Biologische encyclopedie

G. Th. van Kempen (1974)

Gepubliceerd op 03-04-2020

mutatie

betekenis & definitie

verandering in erfelijke informatie van genotype die niet berust op segregatie of recombinatie. Darwin heeft de term reeds gebruikt.
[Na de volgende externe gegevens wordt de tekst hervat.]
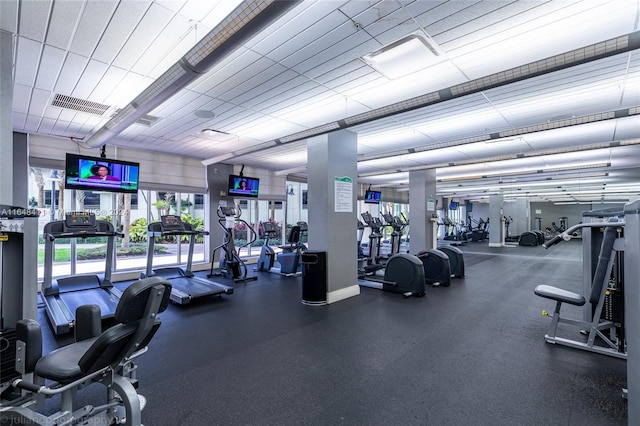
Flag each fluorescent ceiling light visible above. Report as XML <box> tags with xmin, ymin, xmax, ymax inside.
<box><xmin>201</xmin><ymin>153</ymin><xmax>233</xmax><ymax>166</ymax></box>
<box><xmin>273</xmin><ymin>164</ymin><xmax>307</xmax><ymax>176</ymax></box>
<box><xmin>362</xmin><ymin>34</ymin><xmax>439</xmax><ymax>79</ymax></box>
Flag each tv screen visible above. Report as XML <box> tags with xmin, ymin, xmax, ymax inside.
<box><xmin>227</xmin><ymin>175</ymin><xmax>260</xmax><ymax>198</ymax></box>
<box><xmin>64</xmin><ymin>153</ymin><xmax>140</xmax><ymax>194</ymax></box>
<box><xmin>364</xmin><ymin>190</ymin><xmax>382</xmax><ymax>204</ymax></box>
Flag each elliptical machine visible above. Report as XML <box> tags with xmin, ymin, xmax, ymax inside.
<box><xmin>207</xmin><ymin>206</ymin><xmax>258</xmax><ymax>283</ymax></box>
<box><xmin>358</xmin><ymin>212</ymin><xmax>425</xmax><ymax>297</ymax></box>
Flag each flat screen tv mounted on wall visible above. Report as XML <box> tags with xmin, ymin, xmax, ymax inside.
<box><xmin>227</xmin><ymin>175</ymin><xmax>260</xmax><ymax>198</ymax></box>
<box><xmin>364</xmin><ymin>189</ymin><xmax>382</xmax><ymax>204</ymax></box>
<box><xmin>64</xmin><ymin>153</ymin><xmax>140</xmax><ymax>194</ymax></box>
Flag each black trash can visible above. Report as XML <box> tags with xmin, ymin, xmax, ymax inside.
<box><xmin>301</xmin><ymin>251</ymin><xmax>327</xmax><ymax>306</ymax></box>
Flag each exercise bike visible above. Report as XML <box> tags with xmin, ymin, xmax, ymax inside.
<box><xmin>207</xmin><ymin>206</ymin><xmax>258</xmax><ymax>282</ymax></box>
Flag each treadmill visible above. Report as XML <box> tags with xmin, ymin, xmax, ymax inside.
<box><xmin>40</xmin><ymin>212</ymin><xmax>122</xmax><ymax>334</ymax></box>
<box><xmin>140</xmin><ymin>215</ymin><xmax>233</xmax><ymax>305</ymax></box>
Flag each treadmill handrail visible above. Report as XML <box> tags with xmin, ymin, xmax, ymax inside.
<box><xmin>147</xmin><ymin>229</ymin><xmax>209</xmax><ymax>237</ymax></box>
<box><xmin>44</xmin><ymin>231</ymin><xmax>124</xmax><ymax>241</ymax></box>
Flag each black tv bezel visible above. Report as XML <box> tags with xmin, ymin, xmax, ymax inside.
<box><xmin>227</xmin><ymin>175</ymin><xmax>260</xmax><ymax>198</ymax></box>
<box><xmin>364</xmin><ymin>189</ymin><xmax>382</xmax><ymax>204</ymax></box>
<box><xmin>64</xmin><ymin>152</ymin><xmax>140</xmax><ymax>194</ymax></box>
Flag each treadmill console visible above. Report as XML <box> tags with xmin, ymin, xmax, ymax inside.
<box><xmin>64</xmin><ymin>212</ymin><xmax>97</xmax><ymax>230</ymax></box>
<box><xmin>160</xmin><ymin>215</ymin><xmax>184</xmax><ymax>231</ymax></box>
<box><xmin>218</xmin><ymin>206</ymin><xmax>236</xmax><ymax>217</ymax></box>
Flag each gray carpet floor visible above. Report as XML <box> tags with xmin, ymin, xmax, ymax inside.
<box><xmin>38</xmin><ymin>241</ymin><xmax>627</xmax><ymax>426</ymax></box>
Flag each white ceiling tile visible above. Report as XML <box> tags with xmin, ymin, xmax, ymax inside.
<box><xmin>70</xmin><ymin>0</ymin><xmax>118</xmax><ymax>57</ymax></box>
<box><xmin>36</xmin><ymin>118</ymin><xmax>55</xmax><ymax>135</ymax></box>
<box><xmin>0</xmin><ymin>0</ymin><xmax>18</xmax><ymax>33</ymax></box>
<box><xmin>55</xmin><ymin>53</ymin><xmax>89</xmax><ymax>95</ymax></box>
<box><xmin>29</xmin><ymin>89</ymin><xmax>51</xmax><ymax>117</ymax></box>
<box><xmin>113</xmin><ymin>4</ymin><xmax>173</xmax><ymax>69</ymax></box>
<box><xmin>156</xmin><ymin>0</ymin><xmax>187</xmax><ymax>13</ymax></box>
<box><xmin>12</xmin><ymin>111</ymin><xmax>26</xmax><ymax>131</ymax></box>
<box><xmin>72</xmin><ymin>60</ymin><xmax>108</xmax><ymax>101</ymax></box>
<box><xmin>247</xmin><ymin>1</ymin><xmax>344</xmax><ymax>55</ymax></box>
<box><xmin>131</xmin><ymin>15</ymin><xmax>196</xmax><ymax>77</ymax></box>
<box><xmin>35</xmin><ymin>45</ymin><xmax>66</xmax><ymax>91</ymax></box>
<box><xmin>13</xmin><ymin>84</ymin><xmax>31</xmax><ymax>114</ymax></box>
<box><xmin>89</xmin><ymin>66</ymin><xmax>127</xmax><ymax>105</ymax></box>
<box><xmin>46</xmin><ymin>1</ymin><xmax>86</xmax><ymax>50</ymax></box>
<box><xmin>93</xmin><ymin>0</ymin><xmax>150</xmax><ymax>64</ymax></box>
<box><xmin>15</xmin><ymin>37</ymin><xmax>42</xmax><ymax>86</ymax></box>
<box><xmin>105</xmin><ymin>72</ymin><xmax>153</xmax><ymax>108</ymax></box>
<box><xmin>19</xmin><ymin>1</ymin><xmax>53</xmax><ymax>42</ymax></box>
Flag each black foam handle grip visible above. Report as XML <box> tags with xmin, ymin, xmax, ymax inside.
<box><xmin>542</xmin><ymin>235</ymin><xmax>562</xmax><ymax>248</ymax></box>
<box><xmin>13</xmin><ymin>380</ymin><xmax>44</xmax><ymax>393</ymax></box>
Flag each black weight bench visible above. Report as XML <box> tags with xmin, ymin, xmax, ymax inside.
<box><xmin>0</xmin><ymin>277</ymin><xmax>171</xmax><ymax>426</ymax></box>
<box><xmin>534</xmin><ymin>221</ymin><xmax>626</xmax><ymax>359</ymax></box>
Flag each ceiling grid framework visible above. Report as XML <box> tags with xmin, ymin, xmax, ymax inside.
<box><xmin>0</xmin><ymin>0</ymin><xmax>640</xmax><ymax>202</ymax></box>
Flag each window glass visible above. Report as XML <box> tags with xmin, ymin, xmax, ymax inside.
<box><xmin>29</xmin><ymin>167</ymin><xmax>206</xmax><ymax>280</ymax></box>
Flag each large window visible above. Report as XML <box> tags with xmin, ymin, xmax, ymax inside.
<box><xmin>29</xmin><ymin>168</ymin><xmax>205</xmax><ymax>279</ymax></box>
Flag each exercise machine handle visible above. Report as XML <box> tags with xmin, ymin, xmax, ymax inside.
<box><xmin>542</xmin><ymin>235</ymin><xmax>562</xmax><ymax>248</ymax></box>
<box><xmin>13</xmin><ymin>379</ymin><xmax>46</xmax><ymax>393</ymax></box>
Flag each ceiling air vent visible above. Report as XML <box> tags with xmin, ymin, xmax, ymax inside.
<box><xmin>111</xmin><ymin>108</ymin><xmax>160</xmax><ymax>127</ymax></box>
<box><xmin>51</xmin><ymin>93</ymin><xmax>111</xmax><ymax>115</ymax></box>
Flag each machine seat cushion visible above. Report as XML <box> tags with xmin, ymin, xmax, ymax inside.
<box><xmin>533</xmin><ymin>285</ymin><xmax>586</xmax><ymax>306</ymax></box>
<box><xmin>35</xmin><ymin>337</ymin><xmax>97</xmax><ymax>383</ymax></box>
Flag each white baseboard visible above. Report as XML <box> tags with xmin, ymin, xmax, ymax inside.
<box><xmin>327</xmin><ymin>284</ymin><xmax>360</xmax><ymax>303</ymax></box>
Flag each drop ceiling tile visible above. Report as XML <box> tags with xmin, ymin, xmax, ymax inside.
<box><xmin>15</xmin><ymin>37</ymin><xmax>42</xmax><ymax>86</ymax></box>
<box><xmin>0</xmin><ymin>0</ymin><xmax>18</xmax><ymax>33</ymax></box>
<box><xmin>46</xmin><ymin>1</ymin><xmax>85</xmax><ymax>50</ymax></box>
<box><xmin>72</xmin><ymin>60</ymin><xmax>108</xmax><ymax>102</ymax></box>
<box><xmin>19</xmin><ymin>1</ymin><xmax>53</xmax><ymax>42</ymax></box>
<box><xmin>70</xmin><ymin>0</ymin><xmax>118</xmax><ymax>57</ymax></box>
<box><xmin>13</xmin><ymin>84</ymin><xmax>31</xmax><ymax>114</ymax></box>
<box><xmin>29</xmin><ymin>89</ymin><xmax>52</xmax><ymax>117</ymax></box>
<box><xmin>113</xmin><ymin>4</ymin><xmax>173</xmax><ymax>69</ymax></box>
<box><xmin>35</xmin><ymin>45</ymin><xmax>66</xmax><ymax>91</ymax></box>
<box><xmin>55</xmin><ymin>53</ymin><xmax>89</xmax><ymax>95</ymax></box>
<box><xmin>93</xmin><ymin>0</ymin><xmax>150</xmax><ymax>64</ymax></box>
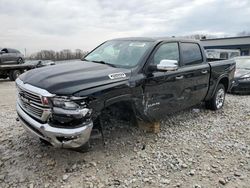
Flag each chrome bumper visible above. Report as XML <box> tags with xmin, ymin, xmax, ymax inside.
<box><xmin>16</xmin><ymin>103</ymin><xmax>93</xmax><ymax>148</ymax></box>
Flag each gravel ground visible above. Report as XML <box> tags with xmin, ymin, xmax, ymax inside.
<box><xmin>0</xmin><ymin>80</ymin><xmax>250</xmax><ymax>188</ymax></box>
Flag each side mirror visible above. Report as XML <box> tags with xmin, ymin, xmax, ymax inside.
<box><xmin>157</xmin><ymin>59</ymin><xmax>178</xmax><ymax>71</ymax></box>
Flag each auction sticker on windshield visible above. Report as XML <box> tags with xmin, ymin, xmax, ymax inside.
<box><xmin>109</xmin><ymin>72</ymin><xmax>126</xmax><ymax>80</ymax></box>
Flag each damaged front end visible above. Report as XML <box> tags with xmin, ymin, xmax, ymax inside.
<box><xmin>16</xmin><ymin>79</ymin><xmax>93</xmax><ymax>148</ymax></box>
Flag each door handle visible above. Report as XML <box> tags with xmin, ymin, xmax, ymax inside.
<box><xmin>201</xmin><ymin>70</ymin><xmax>208</xmax><ymax>74</ymax></box>
<box><xmin>175</xmin><ymin>76</ymin><xmax>184</xmax><ymax>80</ymax></box>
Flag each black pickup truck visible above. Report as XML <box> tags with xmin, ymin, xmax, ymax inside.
<box><xmin>16</xmin><ymin>38</ymin><xmax>235</xmax><ymax>148</ymax></box>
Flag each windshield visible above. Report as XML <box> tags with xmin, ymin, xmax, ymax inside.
<box><xmin>235</xmin><ymin>58</ymin><xmax>250</xmax><ymax>69</ymax></box>
<box><xmin>84</xmin><ymin>40</ymin><xmax>152</xmax><ymax>68</ymax></box>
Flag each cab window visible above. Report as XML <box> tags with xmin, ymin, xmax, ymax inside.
<box><xmin>152</xmin><ymin>42</ymin><xmax>179</xmax><ymax>65</ymax></box>
<box><xmin>181</xmin><ymin>43</ymin><xmax>203</xmax><ymax>65</ymax></box>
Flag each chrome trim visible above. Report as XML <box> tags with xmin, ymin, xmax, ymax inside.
<box><xmin>16</xmin><ymin>78</ymin><xmax>55</xmax><ymax>122</ymax></box>
<box><xmin>16</xmin><ymin>103</ymin><xmax>93</xmax><ymax>148</ymax></box>
<box><xmin>16</xmin><ymin>78</ymin><xmax>55</xmax><ymax>97</ymax></box>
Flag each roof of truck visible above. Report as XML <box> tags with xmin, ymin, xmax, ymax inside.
<box><xmin>112</xmin><ymin>37</ymin><xmax>199</xmax><ymax>43</ymax></box>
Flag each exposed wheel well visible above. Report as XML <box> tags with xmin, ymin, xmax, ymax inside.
<box><xmin>219</xmin><ymin>77</ymin><xmax>229</xmax><ymax>91</ymax></box>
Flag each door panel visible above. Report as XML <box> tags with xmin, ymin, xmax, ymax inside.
<box><xmin>177</xmin><ymin>64</ymin><xmax>210</xmax><ymax>108</ymax></box>
<box><xmin>180</xmin><ymin>42</ymin><xmax>210</xmax><ymax>107</ymax></box>
<box><xmin>144</xmin><ymin>70</ymin><xmax>184</xmax><ymax>119</ymax></box>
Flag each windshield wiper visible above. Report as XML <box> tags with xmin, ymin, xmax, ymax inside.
<box><xmin>92</xmin><ymin>61</ymin><xmax>116</xmax><ymax>67</ymax></box>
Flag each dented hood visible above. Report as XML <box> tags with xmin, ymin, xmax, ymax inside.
<box><xmin>19</xmin><ymin>61</ymin><xmax>130</xmax><ymax>95</ymax></box>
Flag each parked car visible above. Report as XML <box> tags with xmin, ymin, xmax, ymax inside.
<box><xmin>230</xmin><ymin>56</ymin><xmax>250</xmax><ymax>94</ymax></box>
<box><xmin>0</xmin><ymin>48</ymin><xmax>24</xmax><ymax>65</ymax></box>
<box><xmin>16</xmin><ymin>38</ymin><xmax>235</xmax><ymax>148</ymax></box>
<box><xmin>36</xmin><ymin>60</ymin><xmax>55</xmax><ymax>67</ymax></box>
<box><xmin>205</xmin><ymin>49</ymin><xmax>240</xmax><ymax>59</ymax></box>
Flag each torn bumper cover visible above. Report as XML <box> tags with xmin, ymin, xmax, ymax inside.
<box><xmin>16</xmin><ymin>103</ymin><xmax>93</xmax><ymax>148</ymax></box>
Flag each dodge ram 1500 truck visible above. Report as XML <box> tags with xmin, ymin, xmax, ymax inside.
<box><xmin>16</xmin><ymin>38</ymin><xmax>235</xmax><ymax>148</ymax></box>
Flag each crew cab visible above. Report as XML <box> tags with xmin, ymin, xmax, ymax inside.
<box><xmin>16</xmin><ymin>38</ymin><xmax>235</xmax><ymax>148</ymax></box>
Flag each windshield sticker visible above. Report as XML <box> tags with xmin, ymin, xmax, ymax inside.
<box><xmin>129</xmin><ymin>42</ymin><xmax>146</xmax><ymax>48</ymax></box>
<box><xmin>109</xmin><ymin>72</ymin><xmax>126</xmax><ymax>80</ymax></box>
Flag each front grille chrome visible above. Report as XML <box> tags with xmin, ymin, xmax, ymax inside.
<box><xmin>16</xmin><ymin>79</ymin><xmax>54</xmax><ymax>122</ymax></box>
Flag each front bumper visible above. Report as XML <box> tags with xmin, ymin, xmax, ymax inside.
<box><xmin>16</xmin><ymin>103</ymin><xmax>93</xmax><ymax>148</ymax></box>
<box><xmin>229</xmin><ymin>80</ymin><xmax>250</xmax><ymax>94</ymax></box>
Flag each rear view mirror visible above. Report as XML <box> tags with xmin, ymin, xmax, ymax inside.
<box><xmin>157</xmin><ymin>59</ymin><xmax>178</xmax><ymax>71</ymax></box>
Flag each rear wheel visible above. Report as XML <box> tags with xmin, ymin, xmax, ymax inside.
<box><xmin>9</xmin><ymin>70</ymin><xmax>22</xmax><ymax>81</ymax></box>
<box><xmin>206</xmin><ymin>84</ymin><xmax>226</xmax><ymax>110</ymax></box>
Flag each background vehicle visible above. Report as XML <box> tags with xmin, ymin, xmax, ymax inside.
<box><xmin>0</xmin><ymin>48</ymin><xmax>24</xmax><ymax>65</ymax></box>
<box><xmin>16</xmin><ymin>38</ymin><xmax>235</xmax><ymax>148</ymax></box>
<box><xmin>25</xmin><ymin>60</ymin><xmax>56</xmax><ymax>68</ymax></box>
<box><xmin>205</xmin><ymin>49</ymin><xmax>240</xmax><ymax>59</ymax></box>
<box><xmin>0</xmin><ymin>63</ymin><xmax>36</xmax><ymax>81</ymax></box>
<box><xmin>230</xmin><ymin>56</ymin><xmax>250</xmax><ymax>94</ymax></box>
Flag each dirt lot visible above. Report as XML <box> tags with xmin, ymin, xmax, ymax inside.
<box><xmin>0</xmin><ymin>80</ymin><xmax>250</xmax><ymax>188</ymax></box>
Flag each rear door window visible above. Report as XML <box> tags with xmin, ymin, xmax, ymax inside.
<box><xmin>181</xmin><ymin>42</ymin><xmax>203</xmax><ymax>65</ymax></box>
<box><xmin>153</xmin><ymin>42</ymin><xmax>179</xmax><ymax>65</ymax></box>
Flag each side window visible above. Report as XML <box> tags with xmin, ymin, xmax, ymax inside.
<box><xmin>181</xmin><ymin>43</ymin><xmax>203</xmax><ymax>65</ymax></box>
<box><xmin>152</xmin><ymin>42</ymin><xmax>179</xmax><ymax>65</ymax></box>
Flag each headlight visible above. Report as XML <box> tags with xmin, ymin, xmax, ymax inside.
<box><xmin>52</xmin><ymin>98</ymin><xmax>80</xmax><ymax>110</ymax></box>
<box><xmin>241</xmin><ymin>74</ymin><xmax>250</xmax><ymax>81</ymax></box>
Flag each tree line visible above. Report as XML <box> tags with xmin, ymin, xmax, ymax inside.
<box><xmin>27</xmin><ymin>49</ymin><xmax>88</xmax><ymax>61</ymax></box>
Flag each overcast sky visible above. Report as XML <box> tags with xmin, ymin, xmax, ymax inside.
<box><xmin>0</xmin><ymin>0</ymin><xmax>250</xmax><ymax>53</ymax></box>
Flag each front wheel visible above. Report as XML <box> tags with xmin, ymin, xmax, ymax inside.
<box><xmin>206</xmin><ymin>84</ymin><xmax>226</xmax><ymax>110</ymax></box>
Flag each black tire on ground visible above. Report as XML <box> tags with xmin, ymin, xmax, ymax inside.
<box><xmin>206</xmin><ymin>84</ymin><xmax>226</xmax><ymax>110</ymax></box>
<box><xmin>17</xmin><ymin>57</ymin><xmax>24</xmax><ymax>64</ymax></box>
<box><xmin>9</xmin><ymin>70</ymin><xmax>22</xmax><ymax>81</ymax></box>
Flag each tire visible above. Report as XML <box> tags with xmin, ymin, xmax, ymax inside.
<box><xmin>206</xmin><ymin>84</ymin><xmax>226</xmax><ymax>110</ymax></box>
<box><xmin>9</xmin><ymin>70</ymin><xmax>22</xmax><ymax>81</ymax></box>
<box><xmin>17</xmin><ymin>57</ymin><xmax>24</xmax><ymax>64</ymax></box>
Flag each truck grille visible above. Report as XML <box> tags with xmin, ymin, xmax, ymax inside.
<box><xmin>17</xmin><ymin>85</ymin><xmax>50</xmax><ymax>122</ymax></box>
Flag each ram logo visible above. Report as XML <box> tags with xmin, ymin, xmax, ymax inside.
<box><xmin>109</xmin><ymin>72</ymin><xmax>126</xmax><ymax>80</ymax></box>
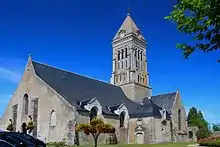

Hugo de Vries vestigde naar aanleiding van zijn onderzoek met de teunisbloem (Oenothera) de aandacht op dit verschijnsel en heeft dit begrip ingevoerd. Somatische mutatie: treedt op in een lichaamscel, er ontstaan dan chimeren. Dit zijn individuen waarbij de genotypen van de verschillende cellen niet gelijk zijn. Is deze zichtbaar dan hebben we een knopvariatie. Generatieve mutatie: het gemuteerde gen wordt op het nageslacht overgedragen. Type van mutaties: 1. Factor-, gen- of locusmutatie; dit betreft één gen. Het zijn veranderingen in het DNA. De genetische code is dus gewijzigd. Er ontstaat een nieuwe factorenpaar. De mutatie kan verlopen van dominant naar recessief (recessieve mutatie) of van recessief (recessieve mutatie) of van recessief naar dominant (dominante mutatie).
2. Chromosomenmutaties: verandering in structuur en vorm van chromosomen,
a. Fragmentatie: breuk van chromosoom,
b. Deficiëntie: ontbreken van een stuk van een chromosoom,
c. Duplicatie: verdubbeling van een gedeelte van een chromosoom,
d. Inversie: omkering van een gedeelte in een chromosoom.
3. Genoommutatie: betreft veranderingen in het aantal chromosomen,
a. Het aantal chromosomen in één serie kan, doordat in de meiose de chromatiden niet tijdig uiteenwijken (non-disjunctie), gewijzigd worden. De cellen hebben dan een chromosoom te veel. 2n + 1: trisoomras (één chromosoom in drievoud), 2n 1: monosoomras (één chromosoom in enkelvoud). 2n 2: nullisoomras (als regel niet levensvatbaar).
b. Het aantal series chromosomen kan zich wijzigen. Een genoom is het haploïde stel chromosomen. Normaal heeft elke plant twee genomen; verandert nu het aantal genomen van twee tot een ander getal, dan spreken we speciaal van genoommutatie. Dit leidt tot polyploïdie.

Andere indeling:

1. a. kunstmatige mutatie of experimentele mutatie, opzettelijk veroorzaakte mutatie, 1. b. spontane mutatie: ontstaan zonder aanwijsbare oorzaak,
2. a. verliesmutatie: als de mutatie minder levensvatbaar is dan het oorspronkelijke individu,
2. b. winstmutatie: als de mutatie meer levenskrachtig is - of een ander voordeel heeft dan het oorspronkelijke individu, ➝ polyploïdie.